Только в этот миг я заметила поразительную схожесть Бориса и Майка. Тот же задумчивый взгляд с весёлыми искорками. Та же грустная улыбка. Такие же движения. И даже та же картавая буква «Л».

Мне в голову пришла сумасшедшая мысль: «Майк сравнял возраст, и теперь мы можем попробовать быть вместе, быть на равных». Мне казалось, что чем больше я гляжу на Бориса, тем больше я в него влюбляюсь, или это любовь к Майку таким образом трансформировалась, или…

Да уж, какие только глупости не приходят в голову двадцатичетырёхлетней девушке, проснувшейся наутро в чужой квартире после бурной вечеринки…


P.S. А на другой день Борис пригласил меня на свидание!..

Руководитель проекта

Бог вышел из лаборатории на звёздный балкон и, бесшумно прикрыв за собой дверь, бросил усталый взгляд на простирающуюся перед ним космическую даль. На карман мятого белого халата был небрежно прикреплён бейджик, на котором чёрным по белому — шрифт Arial, размер 32, полужирный — значилось: «РУКОВОДИТЕЛЬ ПРОЕКТА».

Прямо перед ним, переливаясь белыми, синими и зелёными красками, мерно следовала по своей орбите «Земля», как её ласково привыкли тут называть, или проект #0096572467659/83001, как значилось во всех официальных документах Небесной канцелярии. Этот проект Бог создал сравнительно недавно и руководил им на протяжении каких-то четырёх с половиной миллиардов земных лет.

Сейчас, глядя на своё детище, Бог надолго задумался, и корявая морщина прочертила лоб его немолодого лица. Рассеянно похлопав ладонями по карманам халата, он выудил мятую пачку Парламента, прикурил от дешёвой одноразовой зажигалки и выпустил из тонких губ струйку сизого дыма. Наслаждаясь редкой минутой покоя и терпким табаком, Бог размышлял о проекте, который всё чаще сдавал сбои — а говоря иными словами, просто выходил из-под контроля. Богу уже неоднократно выносила предупреждения Межгалактическая Комиссия, угрожая закрытием этого проекта, но он не сдавался. (Для информации: каждую звёздную систему курирует свой бог, если вы не совсем понимаете, о чём идёт речь).
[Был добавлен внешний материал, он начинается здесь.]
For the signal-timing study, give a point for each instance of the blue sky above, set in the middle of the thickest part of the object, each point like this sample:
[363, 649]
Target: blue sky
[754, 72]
Богу жаль было расставаться со своим детищем, но, если так пойдёт дальше, если люди не одумаются, ему придётся прикрыть проект, а именно: уничтожить на Земле всё живое и зачислить планету под номером #0096572467659—00Х в общегалактическую номенклатуру как макет для чьих-то будущих разработок.

Бог недоумевал, ведь первоначальные расчёты были верны, погрешности сведены к минимуму. Человечество зародилось и должно было просуществовать, совершенствуя себя в благих намерениях, не один триллион земных лет. Но сейчас человечество напоминало питона, пожирающего собственный хвост.

В чём он просчитался? Почему всё, что он дал людям, искажалось ими втройне? Может, ошибкой было дать им любовь? Для чего она им?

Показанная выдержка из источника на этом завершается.